Its logic goes a little something like this: Better infrastructure means more efficient compute, which means better training, which means better models, which means better products, which means more revenue. Then, it explains, it can reinvest that revenue in its infrastructure to make intelligence better for everyone.

But given how little the AI company has revealed about the chip’s specs, it seems developers will have to sit back and watch where the chips fall. 

Jalapeño, then, is simply the next move in OpenAI’s quest to control the whole AI chessboard, moving beyond models and products to the underlying infrastructure itself. 

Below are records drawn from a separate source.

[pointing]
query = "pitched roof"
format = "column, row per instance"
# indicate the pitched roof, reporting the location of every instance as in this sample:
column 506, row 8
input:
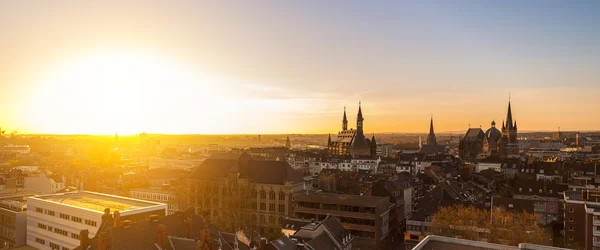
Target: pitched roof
column 258, row 171
column 321, row 242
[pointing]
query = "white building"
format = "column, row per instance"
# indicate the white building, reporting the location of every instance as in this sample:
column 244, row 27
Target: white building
column 168, row 197
column 43, row 184
column 56, row 221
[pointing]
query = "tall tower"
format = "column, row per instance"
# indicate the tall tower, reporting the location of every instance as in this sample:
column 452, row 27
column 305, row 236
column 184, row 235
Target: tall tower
column 431, row 140
column 508, row 143
column 359, row 119
column 344, row 121
column 359, row 145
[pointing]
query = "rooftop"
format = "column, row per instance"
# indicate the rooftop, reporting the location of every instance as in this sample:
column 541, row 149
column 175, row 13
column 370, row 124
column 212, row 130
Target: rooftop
column 342, row 199
column 432, row 242
column 97, row 201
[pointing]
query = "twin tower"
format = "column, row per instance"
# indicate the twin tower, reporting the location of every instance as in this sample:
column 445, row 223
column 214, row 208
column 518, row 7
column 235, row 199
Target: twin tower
column 352, row 141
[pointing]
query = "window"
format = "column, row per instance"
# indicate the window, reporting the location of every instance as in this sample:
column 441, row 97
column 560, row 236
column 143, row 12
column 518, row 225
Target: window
column 272, row 195
column 263, row 194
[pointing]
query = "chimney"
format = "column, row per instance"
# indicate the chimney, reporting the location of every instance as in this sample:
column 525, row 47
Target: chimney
column 161, row 236
column 84, row 241
column 198, row 245
column 103, row 241
column 188, row 223
column 117, row 219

For developers, OpenAI seems adamant on insisting its full-stack strategy will lead to better performance and pricing for everyone and ultimately empower “anyone trying to learn, create, or solve hard problems.” Still, it’s worth considering: As OpenAI’s grip tightens, will developers become beholden to its ecosystem? 

Several times in its announcement, OpenAI reiterates that it designed Jalapeño for current and future LLMs — all of them. But given how little the AI company has revealed about the chip’s specs, it seems developers will have to sit back and watch where the chips fall. 

Built fast with a long roadmap ahead

The few behind-the-scenes details OpenAI does choose to share boast about its development speed, stating it brought Jalapeño from design to manufacturing tape-out in nine months — “what we believe to be the fastest ASIC development cycle ever achieved in high-performance advanced semiconductors.”

The AI company chalks up that fast timeline, in part, to its own models accelerating parts of the design and optimization processes. 

Looking ahead, Jalapeño is slated for deployment at a gigawatt scale in Microsoft’s and other partners’ data centers by the end of the year. 

That’s just the beginning. OpenAI hints at an upcoming multi-generation roadmap, posing the question: What will it seek to control next?